File:Life and Letters of Lewis Carroll - Lewis Carroll - page 334.jpg

Ce syndrome neurologique provoque des distorsions de la perception : les objets peuvent sembler plus grands ou plus petits qu’ils ne le sont, les sons peuvent être perçus de façon étrange, et le temps lui-même peut sembler ralentir ou s’accélérer. Il n’est pas difficile d’imaginer combien ce type d’expérience a pu influencer l’écriture d’un monde aussi mouvant, absurde et troublant que celui d’Alice.

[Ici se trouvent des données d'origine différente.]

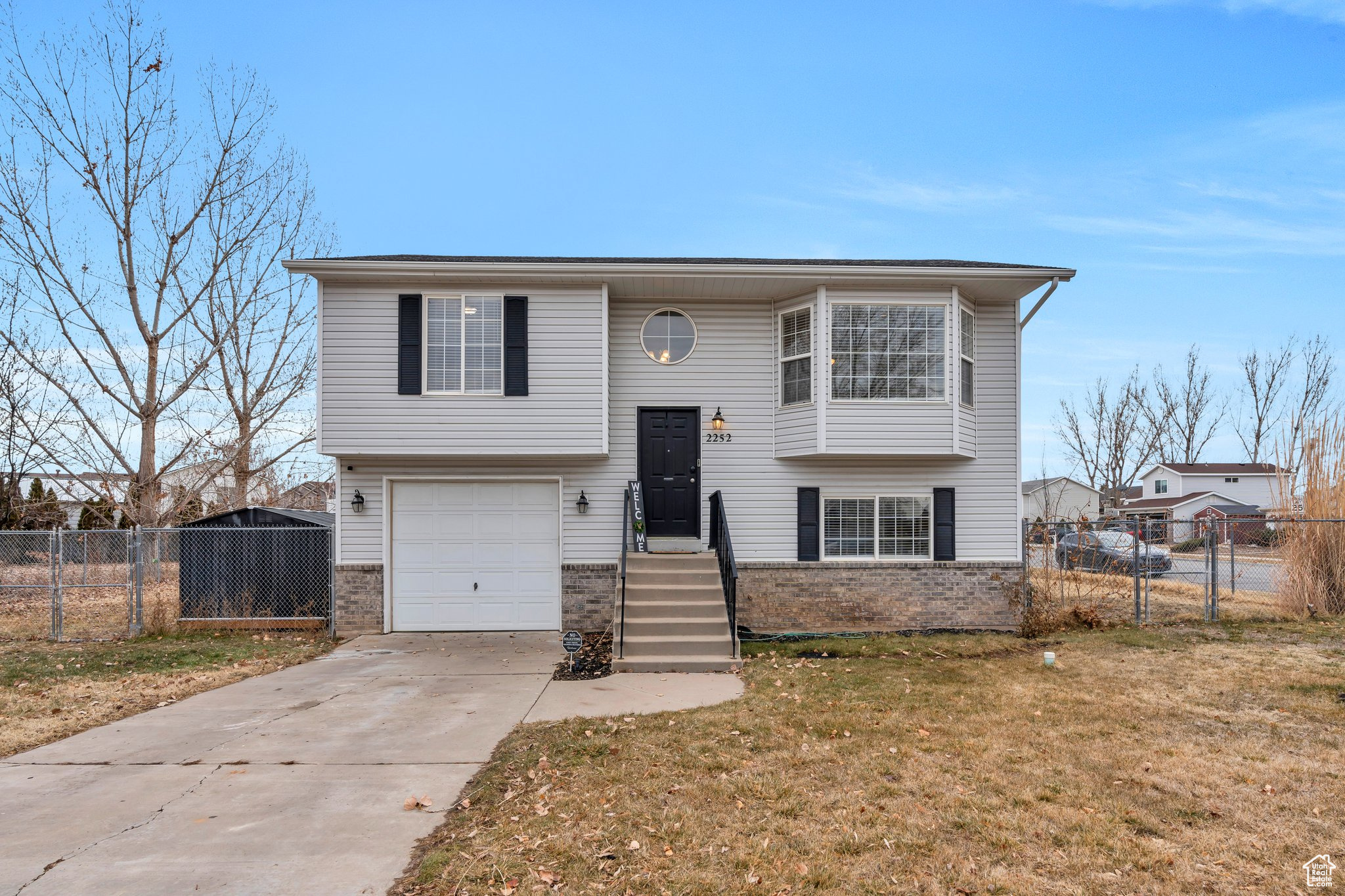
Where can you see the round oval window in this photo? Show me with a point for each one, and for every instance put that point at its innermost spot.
(667, 336)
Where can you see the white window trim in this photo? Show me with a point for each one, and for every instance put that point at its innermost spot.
(875, 498)
(970, 359)
(462, 343)
(695, 336)
(782, 358)
(915, 402)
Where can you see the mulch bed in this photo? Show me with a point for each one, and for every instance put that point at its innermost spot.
(591, 661)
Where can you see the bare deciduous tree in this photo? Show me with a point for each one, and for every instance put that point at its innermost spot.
(263, 320)
(1184, 416)
(27, 408)
(1310, 403)
(1107, 436)
(123, 219)
(1261, 410)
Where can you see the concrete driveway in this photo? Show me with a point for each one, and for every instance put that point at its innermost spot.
(284, 784)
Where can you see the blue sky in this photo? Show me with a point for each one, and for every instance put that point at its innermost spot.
(1187, 158)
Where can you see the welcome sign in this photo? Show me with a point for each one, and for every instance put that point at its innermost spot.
(642, 542)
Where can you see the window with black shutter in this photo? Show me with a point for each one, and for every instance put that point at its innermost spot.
(944, 526)
(516, 345)
(810, 530)
(408, 344)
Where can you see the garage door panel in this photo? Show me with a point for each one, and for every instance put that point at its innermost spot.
(536, 614)
(500, 538)
(536, 584)
(456, 526)
(498, 526)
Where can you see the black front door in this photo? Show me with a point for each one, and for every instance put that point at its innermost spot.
(670, 453)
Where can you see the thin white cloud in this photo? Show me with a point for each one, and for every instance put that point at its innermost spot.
(1331, 11)
(1214, 233)
(923, 196)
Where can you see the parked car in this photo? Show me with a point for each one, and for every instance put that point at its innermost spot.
(1110, 551)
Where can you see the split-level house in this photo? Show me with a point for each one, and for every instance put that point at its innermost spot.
(847, 431)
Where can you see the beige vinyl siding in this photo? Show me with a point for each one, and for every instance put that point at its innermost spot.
(732, 367)
(361, 412)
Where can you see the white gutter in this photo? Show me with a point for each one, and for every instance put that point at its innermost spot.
(602, 270)
(1055, 282)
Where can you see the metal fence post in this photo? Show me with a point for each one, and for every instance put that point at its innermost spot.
(331, 582)
(51, 571)
(1214, 572)
(1134, 535)
(137, 578)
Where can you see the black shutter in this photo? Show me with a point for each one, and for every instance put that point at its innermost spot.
(944, 526)
(516, 344)
(810, 531)
(408, 344)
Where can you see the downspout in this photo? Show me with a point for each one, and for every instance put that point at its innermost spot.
(1055, 282)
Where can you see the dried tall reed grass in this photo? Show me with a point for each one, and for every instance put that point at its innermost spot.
(1314, 553)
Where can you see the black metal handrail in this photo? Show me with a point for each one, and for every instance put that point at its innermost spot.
(626, 539)
(722, 544)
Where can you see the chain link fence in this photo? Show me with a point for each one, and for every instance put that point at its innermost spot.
(1191, 570)
(114, 584)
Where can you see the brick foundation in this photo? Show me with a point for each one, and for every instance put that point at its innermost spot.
(772, 597)
(359, 599)
(875, 597)
(588, 591)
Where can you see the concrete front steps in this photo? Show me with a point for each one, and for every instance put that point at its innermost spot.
(676, 620)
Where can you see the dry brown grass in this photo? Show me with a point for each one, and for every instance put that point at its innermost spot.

Et si la Reine de Cœur, avec ses colères brutales et ses menaces répétées, n’était pas seulement une caricature de pouvoir… mais aussi une personnification de la douleur ? Cette douleur insupportable, localisée dans la tête — toujours la tête — qui surgit sans prévenir et exige qu’on y mette fin. “Qu’on leur coupe la tête !” pourrait alors être entendu non plus comme une menace vers l’extérieur, mais comme un cri intérieur : “qu’on me coupe cette tête douloureuse, qu’on me libère !”.

À travers cette Reine impulsive, qui règne sur un royaume de cartes à jouer, Carroll donne aussi à voir une critique subtile du pouvoir absurde, de la justice expéditive et des règles sans fondement. Derrière le grotesque se cache le symbolique. Derrière la satire, l’intime.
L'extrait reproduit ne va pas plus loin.